Milano si conferma dunque traino di una economia lombarda che dà segnali di un complessivo affaticamento. I titolari di impresa di origine straniera crescono in regione dello 0,4% (da 45.246 del 2018 a 45.421 di oggi), crescita comune in pressochè in tutte le province, fatta eccezione per Varese (-21,5%), Mantova (-3,4%) e Brescia (-0,8%). Con ben 19.395 ditte straniere attive, aumentate del +3,1% in anno (583 realtà in più), Milano e l’area metropolitana ospitano  imprenditori di origine straniera pari all’8% circa del totale degli imprenditori lombardi, quasi il 43% di tutte le imprese straniere lombarde.
Ancora meglio fanno le donne imprenditrici, cresciute in dodici mesi in regione del +0,9%, pari a 347 ditte in più a guida rosa. In particolare, è l’area metropolitana milanese a vantare numeri da primato, con ben 11.165 aziende a guida femminile attive (205 in più in un anno), che corrispondono al 4,6% del totale delle imprese lombarde, e a quasi il 29% delle imprese femminili della regione.

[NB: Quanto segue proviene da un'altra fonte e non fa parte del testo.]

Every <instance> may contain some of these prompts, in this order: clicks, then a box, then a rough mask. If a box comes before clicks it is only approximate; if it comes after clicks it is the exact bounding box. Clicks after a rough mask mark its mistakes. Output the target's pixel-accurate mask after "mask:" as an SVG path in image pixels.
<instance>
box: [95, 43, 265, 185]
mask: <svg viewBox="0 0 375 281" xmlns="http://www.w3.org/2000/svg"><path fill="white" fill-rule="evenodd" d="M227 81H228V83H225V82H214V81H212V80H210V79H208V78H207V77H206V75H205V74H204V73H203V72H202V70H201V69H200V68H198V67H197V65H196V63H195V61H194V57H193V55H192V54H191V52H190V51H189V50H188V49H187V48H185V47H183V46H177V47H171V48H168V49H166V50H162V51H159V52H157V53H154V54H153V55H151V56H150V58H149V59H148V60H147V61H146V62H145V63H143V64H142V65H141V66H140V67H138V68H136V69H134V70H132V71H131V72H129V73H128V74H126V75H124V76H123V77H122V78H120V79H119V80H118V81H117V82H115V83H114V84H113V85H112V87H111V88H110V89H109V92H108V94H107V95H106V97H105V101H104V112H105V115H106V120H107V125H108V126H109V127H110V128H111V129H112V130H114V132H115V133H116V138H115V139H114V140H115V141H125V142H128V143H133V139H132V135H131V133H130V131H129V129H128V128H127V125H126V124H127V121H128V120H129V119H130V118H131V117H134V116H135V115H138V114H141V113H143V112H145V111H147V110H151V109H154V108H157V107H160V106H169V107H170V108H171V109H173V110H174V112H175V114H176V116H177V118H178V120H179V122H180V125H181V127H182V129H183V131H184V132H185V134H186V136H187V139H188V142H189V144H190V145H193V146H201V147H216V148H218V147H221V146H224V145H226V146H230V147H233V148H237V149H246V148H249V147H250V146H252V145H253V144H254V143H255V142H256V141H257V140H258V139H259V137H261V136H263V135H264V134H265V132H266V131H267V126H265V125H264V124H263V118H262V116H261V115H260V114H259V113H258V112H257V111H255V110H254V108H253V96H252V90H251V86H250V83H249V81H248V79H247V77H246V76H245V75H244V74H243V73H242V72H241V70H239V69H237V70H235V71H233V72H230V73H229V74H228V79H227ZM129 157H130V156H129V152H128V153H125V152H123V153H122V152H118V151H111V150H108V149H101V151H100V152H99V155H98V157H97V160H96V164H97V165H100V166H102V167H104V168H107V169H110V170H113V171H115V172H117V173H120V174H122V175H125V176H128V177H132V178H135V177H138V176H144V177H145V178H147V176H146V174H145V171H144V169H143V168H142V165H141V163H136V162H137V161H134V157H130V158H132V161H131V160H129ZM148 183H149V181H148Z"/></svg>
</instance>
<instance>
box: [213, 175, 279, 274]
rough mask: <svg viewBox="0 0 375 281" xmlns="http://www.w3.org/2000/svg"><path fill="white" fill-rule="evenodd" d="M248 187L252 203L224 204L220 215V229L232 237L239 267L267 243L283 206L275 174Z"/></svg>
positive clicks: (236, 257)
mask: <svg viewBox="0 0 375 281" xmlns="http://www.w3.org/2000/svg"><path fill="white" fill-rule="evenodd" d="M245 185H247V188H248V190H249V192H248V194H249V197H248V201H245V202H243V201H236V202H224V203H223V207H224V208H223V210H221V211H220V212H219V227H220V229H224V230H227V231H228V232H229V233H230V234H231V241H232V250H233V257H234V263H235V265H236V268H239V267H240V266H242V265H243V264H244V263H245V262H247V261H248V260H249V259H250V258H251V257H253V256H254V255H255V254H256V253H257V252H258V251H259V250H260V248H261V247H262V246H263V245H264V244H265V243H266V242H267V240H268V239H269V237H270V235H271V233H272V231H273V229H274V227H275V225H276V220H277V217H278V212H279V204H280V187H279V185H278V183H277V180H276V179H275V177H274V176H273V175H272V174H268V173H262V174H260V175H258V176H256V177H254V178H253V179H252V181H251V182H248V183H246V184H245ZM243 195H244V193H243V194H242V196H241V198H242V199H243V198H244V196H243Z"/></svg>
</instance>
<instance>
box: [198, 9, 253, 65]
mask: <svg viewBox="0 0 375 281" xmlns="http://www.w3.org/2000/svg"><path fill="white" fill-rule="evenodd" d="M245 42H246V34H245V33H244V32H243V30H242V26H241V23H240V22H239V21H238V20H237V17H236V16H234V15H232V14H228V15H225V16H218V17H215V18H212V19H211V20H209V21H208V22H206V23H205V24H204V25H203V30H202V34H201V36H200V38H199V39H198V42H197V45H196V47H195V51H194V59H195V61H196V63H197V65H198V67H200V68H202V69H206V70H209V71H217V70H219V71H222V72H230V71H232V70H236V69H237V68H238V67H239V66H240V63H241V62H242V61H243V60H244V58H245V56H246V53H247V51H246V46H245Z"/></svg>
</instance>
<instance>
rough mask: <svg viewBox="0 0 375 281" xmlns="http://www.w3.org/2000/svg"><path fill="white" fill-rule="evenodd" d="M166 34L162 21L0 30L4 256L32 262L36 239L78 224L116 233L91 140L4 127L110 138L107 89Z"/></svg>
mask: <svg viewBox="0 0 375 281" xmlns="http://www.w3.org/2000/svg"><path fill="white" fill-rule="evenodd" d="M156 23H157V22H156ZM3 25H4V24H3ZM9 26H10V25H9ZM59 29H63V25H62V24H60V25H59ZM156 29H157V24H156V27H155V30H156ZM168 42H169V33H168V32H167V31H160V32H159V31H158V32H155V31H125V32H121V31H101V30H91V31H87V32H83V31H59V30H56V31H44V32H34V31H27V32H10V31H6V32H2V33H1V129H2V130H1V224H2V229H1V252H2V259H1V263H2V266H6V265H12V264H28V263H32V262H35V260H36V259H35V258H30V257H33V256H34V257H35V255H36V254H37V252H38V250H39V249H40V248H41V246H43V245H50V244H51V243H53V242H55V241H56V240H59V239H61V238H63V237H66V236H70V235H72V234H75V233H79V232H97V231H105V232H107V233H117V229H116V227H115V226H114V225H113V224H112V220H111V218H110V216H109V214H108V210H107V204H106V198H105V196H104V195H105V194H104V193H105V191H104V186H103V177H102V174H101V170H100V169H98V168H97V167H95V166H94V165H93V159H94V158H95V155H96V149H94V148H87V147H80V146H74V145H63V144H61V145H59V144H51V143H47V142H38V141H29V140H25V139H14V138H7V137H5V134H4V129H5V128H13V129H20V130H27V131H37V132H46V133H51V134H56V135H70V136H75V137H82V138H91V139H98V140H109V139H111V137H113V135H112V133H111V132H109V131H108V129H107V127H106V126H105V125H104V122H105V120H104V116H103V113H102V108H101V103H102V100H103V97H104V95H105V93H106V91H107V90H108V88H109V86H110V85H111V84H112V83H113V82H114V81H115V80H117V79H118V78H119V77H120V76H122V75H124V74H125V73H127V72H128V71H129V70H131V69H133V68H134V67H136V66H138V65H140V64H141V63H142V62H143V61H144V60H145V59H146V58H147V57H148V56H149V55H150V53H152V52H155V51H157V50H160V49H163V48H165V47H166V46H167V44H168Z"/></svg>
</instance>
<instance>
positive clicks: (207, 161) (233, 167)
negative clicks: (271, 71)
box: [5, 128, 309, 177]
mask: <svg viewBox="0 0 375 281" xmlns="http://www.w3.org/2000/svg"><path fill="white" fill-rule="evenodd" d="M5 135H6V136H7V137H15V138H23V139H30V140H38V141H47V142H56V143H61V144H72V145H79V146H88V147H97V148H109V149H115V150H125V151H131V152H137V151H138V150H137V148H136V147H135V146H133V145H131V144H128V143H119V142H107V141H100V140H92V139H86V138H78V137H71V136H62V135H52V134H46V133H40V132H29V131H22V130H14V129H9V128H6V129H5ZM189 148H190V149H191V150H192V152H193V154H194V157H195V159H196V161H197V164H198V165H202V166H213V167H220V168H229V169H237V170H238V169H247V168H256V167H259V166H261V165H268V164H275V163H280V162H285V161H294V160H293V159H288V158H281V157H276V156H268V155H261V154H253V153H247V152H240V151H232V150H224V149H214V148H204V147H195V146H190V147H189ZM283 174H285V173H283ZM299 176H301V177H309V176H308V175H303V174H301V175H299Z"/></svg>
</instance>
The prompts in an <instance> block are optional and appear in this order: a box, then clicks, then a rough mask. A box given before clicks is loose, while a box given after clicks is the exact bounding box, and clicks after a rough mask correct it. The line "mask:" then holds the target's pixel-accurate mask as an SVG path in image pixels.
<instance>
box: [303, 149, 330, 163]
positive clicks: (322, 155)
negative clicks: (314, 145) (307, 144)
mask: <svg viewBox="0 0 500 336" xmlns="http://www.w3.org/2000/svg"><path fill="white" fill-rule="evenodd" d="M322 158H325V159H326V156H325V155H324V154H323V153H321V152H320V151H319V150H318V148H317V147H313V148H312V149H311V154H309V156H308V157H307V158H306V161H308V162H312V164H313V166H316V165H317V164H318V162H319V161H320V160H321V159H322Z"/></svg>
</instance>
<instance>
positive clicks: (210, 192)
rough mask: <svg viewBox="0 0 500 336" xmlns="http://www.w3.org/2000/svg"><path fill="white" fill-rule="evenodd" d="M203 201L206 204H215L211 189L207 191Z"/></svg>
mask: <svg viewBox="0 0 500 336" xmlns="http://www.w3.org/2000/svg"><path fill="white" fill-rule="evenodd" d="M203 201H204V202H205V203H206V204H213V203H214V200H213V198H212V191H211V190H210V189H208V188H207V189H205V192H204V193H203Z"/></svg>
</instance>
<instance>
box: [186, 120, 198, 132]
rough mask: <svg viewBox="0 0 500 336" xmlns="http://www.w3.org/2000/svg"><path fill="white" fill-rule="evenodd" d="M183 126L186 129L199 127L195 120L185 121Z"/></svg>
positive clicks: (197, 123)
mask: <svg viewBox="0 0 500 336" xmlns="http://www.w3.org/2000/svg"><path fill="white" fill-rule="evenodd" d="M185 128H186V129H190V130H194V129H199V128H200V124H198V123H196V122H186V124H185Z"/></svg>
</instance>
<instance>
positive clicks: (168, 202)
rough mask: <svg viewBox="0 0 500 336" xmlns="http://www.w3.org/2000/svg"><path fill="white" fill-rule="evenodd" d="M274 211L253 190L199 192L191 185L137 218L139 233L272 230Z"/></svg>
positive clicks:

Male i giovani imprenditori che in Lombardia perdono il 3,5% delle imprese attive in un anno, pari a ben 885 ditte in meno.
Tra i settori, crescita maggiore il Lombardia (+4%)  tra le imprese artigiane dell’intrattenimento (impianti per eventi, allestimenti, regie) e sport (gestione impianti, realizzazione impianti) con oltre mille realtà nel complesso; comunicazione (quasi 3mila imprese); servizi alle imprese (15mila ditte). A Milano spicca la crescita dell’intrattenimento, +8,7% in un anno. Buona anche la performance dei servizi di informazione e comunicazione (+5,9% dal 2018). Il settore dell’edilizia svolta in positivo (+0,4%), ma sono i servizi collegati, come le immobiliari per compravendite ed affitti, a segnare una flessione importante (-6,9%).
“Preoccupa in prospettiva il calo riscontrato ancora fra i giovani imprenditori – commenta Accornero –.  Il contesto economicamente e culturalmente vivace non riesce a contrapporsi ai tanti nodi che di fatto scoraggiano se non impediscono la libera impresa. Dal peso fiscale alla burocrazia fino all’accesso al credito, soprattutto per i giovani e le start up non bastano coraggio e idee innovative. L’orizzonte non è affatto incoraggiante e rassicurante per chi vuole investire in proprio. Occorre prendere coscienza di questi ostacoli e agire con urgenza rispondendo a segnali chiari e inequivocabili.”